Summary of Technologies:
As established in this submission, the subject systems are substantially equivalent to other predicate devices cleared by the FDA for commercial distribution in the United States. The subject devices were shown to be substantially equivalent and have the same technological characteristics to the predicate devices through comparison in areas including design, intended use, material composition, and function. These devices do not contain software or electrical equipment.
7
Performance Data - Summary of Non-Clinical Test Conducted for Determination of Substantial Equivalence
The changes proposed did not require non-clinical testing in order to demonstrate substantial equivalence to the predicate devices.

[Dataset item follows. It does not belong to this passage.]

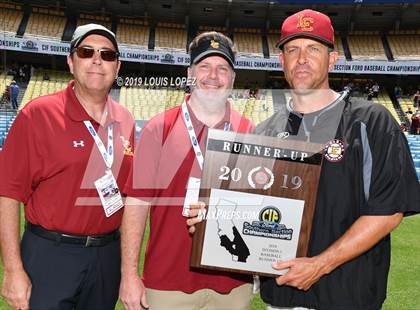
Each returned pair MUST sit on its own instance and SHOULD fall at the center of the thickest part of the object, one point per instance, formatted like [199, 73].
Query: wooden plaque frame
[285, 157]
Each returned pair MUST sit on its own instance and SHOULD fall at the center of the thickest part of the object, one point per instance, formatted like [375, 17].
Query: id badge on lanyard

Performance Data - Summary of Clinical Test Conducted for Determination of Substantial Equivalence
Published retrospective clinical data for cervical interbody fusion devices similar to the subject devices was completed to support this Premarket Notification. The published clinical outcomes demonstrated that the use of allograft (cancellous and/or corticocancellous bone graft) in anterior cervical interbody fusion poses no new risks to patients. No changes were made to the existing devices; therefore, no additional testing was required or performed.
Substantial Equivalence:
The devices included in this submission have the same or similar intended uses, indications, technological characteristics, and principles of operation as the previously cleared CONSTRUX Mini PEEK Spacer System (K142152). Thus, the subject devices with expanded indications to include allograft (cancellous and/or corticocancellous bone graft) are substantially equivalent to the predicate devices.
Conclusion:
In summary, the expanded indications for the Solitaire®-C Cervical Spacer System, C-Thru™ Anterior Spinal System, and Breckenridge® Small Intervertebral Body Fusion System have the same or similar: intended use, indications for use, technological characteristics, principles of operation and performances as the previously cleared CONSTRUX Mini PEEK Spacer System (K142152). A retrospective evaluation of clinical literature demonstrates that expanding the indications of the above mentioned systems does not raise new questions of safety and that the subject systems are substantially equivalent to the previously cleared CONSTRUX Mini PEEK Spacer System (K142152).